Jessie had sprung to her feet with excitement. "I think it is perfectly lovely," she cried, "perfectly lovely! Shall we begin next Sunday? Oh, do, please! and may I go down and tell Charlie? He will be so glad. Thank you ever and ever so much," and putting up her hands she drew Miss Patch's thin face down to her own and kissed it warmly.
Charlie was as delighted as Jessie, and the prospect of going up to Miss Patch's room for an hour or so filled him with joyful excitement. Mrs. Lang was pleased, too. Anything that gave Charlie pleasure was sure to give her pleasure, and she was thankful for any means of teaching him and giving him new interests.
No one told Harry Lang about it, for he took no interest in anything they did, and they knew too well that his crooked temper would find delight in putting a stop to any little scheme they made. Tom Salter knew, though, for having met Mrs. Lang one day struggling up the stairs with Charlie in her arms, wrapped in blankets, he insisted on carrying him up for her, every time he went, after that, and when he was asked to stay, he did stay, and listened to Miss Patch reading, and joined in the hymns, and after the first time he came quite often.

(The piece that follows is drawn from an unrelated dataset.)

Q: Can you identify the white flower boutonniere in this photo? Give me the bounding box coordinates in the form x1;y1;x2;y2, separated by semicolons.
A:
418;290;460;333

Jessie was delighted, she liked Tom Salter, for though he spoke but little, he had often done her a kindness, helping her carry a heavy scuttle of coal up the stairs, or a pail of water; and many a time, of a Saturday night, he cleaned several pairs of the lodgers' boots for her in readiness for Sunday; and many other kindly acts he had done, that meant much to the little over-burthened worker, for Jessie's life was a hard one in those days.
Miss Patch took care of her own room, and required no attention, but there were two lodgers in the front rooms on each landing, and all required meals cooked and carried to their rooms mornings and evenings, their rooms swept and dusted, their boots cleaned, and a hundred little attentions, and to Jessie it seemed as though she spent most of her life on the stairs, on her way up or down, generally carrying heavy trays or a load of some sort.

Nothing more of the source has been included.